Planning permission and listed building consent were granted for the development in August 2008 and works implementing those consents occurred in July 2011.  Subsequently, in April 2015, the council issued a Certificate of Lawfulness of Proposed Works under S26H of the Planning (Listed Buildings and Conservation Areas) Act 1990 and a Certificate of Lawful Proposed Use or Development under S192 of the Town and Country Planning Act 1990.  Both certificates were issued to confirm that future works under the relevant consent would be lawful as the consents had been lawfully implemented.  The French Embassy challenged the grant of both certificates in the high court but was unsuccessful and they lodged an appeal.

The Court of Appeal has now quashed the certificate under S26H of the Listed Buildings Act as they held it to be outside of the powers granted by that section.  S26H provides that a certificate can be issued to confirm works as lawful "if they would not affect the character of the listed building as a building of special architectural or historic interest".  In this instance, the certificate had been issued to confirm the works as lawful because they fell within a lawfully implemented listed building consent.  This was not within the scope of S26H and so the decision to issue the certificate was ultra vires and the certificate was accordingly quashed.

Lord Justice Hickinbottom acknowledged that his narrow construction may not be "optimal for those who wish to have confirmation that a listed building consent that they have obtained has been implemented".  However, it was his view that although an "inconvenience" this was nonetheless the correct interpretation since the primary aim of S26H, which was introduced in the Listed Buildings Act in 2013, was to allow for minor alternations to avoid the need for full applications on each occasion.  It had never been intended to allow for clarification of valid implementation.

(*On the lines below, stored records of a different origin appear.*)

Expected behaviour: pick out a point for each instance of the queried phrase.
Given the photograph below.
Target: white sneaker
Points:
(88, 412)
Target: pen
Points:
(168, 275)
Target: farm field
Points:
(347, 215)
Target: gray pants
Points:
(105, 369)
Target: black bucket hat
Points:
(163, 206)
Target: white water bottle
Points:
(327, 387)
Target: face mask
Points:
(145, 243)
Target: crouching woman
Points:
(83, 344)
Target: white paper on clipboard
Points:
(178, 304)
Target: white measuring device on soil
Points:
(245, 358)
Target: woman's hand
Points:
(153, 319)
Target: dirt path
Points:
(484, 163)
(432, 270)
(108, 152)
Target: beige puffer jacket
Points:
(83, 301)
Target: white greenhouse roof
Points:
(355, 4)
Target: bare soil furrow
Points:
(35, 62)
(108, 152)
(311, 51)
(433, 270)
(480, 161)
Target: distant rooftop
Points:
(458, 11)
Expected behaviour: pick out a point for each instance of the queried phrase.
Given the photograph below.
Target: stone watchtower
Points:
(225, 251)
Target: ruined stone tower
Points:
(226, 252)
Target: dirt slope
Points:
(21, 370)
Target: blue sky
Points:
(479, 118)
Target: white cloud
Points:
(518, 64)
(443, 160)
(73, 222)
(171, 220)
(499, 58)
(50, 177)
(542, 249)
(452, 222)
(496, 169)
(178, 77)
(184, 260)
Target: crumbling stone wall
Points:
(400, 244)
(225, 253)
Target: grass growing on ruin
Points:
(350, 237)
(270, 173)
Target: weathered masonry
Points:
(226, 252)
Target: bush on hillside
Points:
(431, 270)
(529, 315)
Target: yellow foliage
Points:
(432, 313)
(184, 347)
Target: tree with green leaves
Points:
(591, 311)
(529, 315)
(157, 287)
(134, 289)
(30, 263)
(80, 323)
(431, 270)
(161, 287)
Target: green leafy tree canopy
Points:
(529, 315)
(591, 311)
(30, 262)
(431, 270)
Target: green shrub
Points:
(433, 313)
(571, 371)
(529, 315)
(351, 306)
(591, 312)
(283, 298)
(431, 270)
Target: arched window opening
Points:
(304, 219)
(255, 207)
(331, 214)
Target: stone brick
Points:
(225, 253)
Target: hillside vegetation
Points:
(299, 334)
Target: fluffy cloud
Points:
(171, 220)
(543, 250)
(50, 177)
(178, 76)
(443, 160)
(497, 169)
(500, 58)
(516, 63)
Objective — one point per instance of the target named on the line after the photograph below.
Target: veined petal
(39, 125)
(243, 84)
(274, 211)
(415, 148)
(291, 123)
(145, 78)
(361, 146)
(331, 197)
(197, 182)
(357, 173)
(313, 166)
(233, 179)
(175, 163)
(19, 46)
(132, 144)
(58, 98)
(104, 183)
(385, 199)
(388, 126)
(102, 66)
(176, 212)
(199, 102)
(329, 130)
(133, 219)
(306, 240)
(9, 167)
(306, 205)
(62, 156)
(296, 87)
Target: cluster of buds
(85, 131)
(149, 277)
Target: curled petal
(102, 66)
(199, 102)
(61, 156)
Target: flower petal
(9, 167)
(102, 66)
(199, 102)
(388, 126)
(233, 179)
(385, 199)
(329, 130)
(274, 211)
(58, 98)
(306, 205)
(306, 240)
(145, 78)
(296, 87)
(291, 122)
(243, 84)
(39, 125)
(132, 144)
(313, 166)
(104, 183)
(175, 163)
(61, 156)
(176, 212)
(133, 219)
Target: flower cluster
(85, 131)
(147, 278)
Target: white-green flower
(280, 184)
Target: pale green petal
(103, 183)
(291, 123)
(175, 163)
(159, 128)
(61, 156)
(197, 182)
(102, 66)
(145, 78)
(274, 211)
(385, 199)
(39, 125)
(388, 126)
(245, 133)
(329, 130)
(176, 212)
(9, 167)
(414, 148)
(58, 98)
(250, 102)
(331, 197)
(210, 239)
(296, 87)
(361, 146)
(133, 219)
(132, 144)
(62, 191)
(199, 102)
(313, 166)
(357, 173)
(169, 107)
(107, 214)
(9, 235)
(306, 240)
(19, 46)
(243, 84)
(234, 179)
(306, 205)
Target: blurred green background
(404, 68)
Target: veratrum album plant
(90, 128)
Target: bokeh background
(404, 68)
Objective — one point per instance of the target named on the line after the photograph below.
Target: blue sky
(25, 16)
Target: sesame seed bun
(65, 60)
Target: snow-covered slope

The decision also helpfully clarifies common points of confusion as to the correct application of S191 and S192 certificates for existing and proposed use.  Lord Justice Hickinbottom recognised that S191 should be relied upon to establish whether works already carried out have been properly implemented.  However, if a developer is confident that such works have been validly implemented but has doubts about future works not yet carried out then this would require a S192 application.  The French Embassy had tried to argue here that the correct route should have been a S191 application but the judge felt the description was clear on the face of it that the application was aimed at establishing the lawfulness of future works.  This decision emphasises, though, the need for care to be taken when applying for a certificate to ensure the correct route is chosen at the outset for the relevant existing and proposed works and to not muddle the two.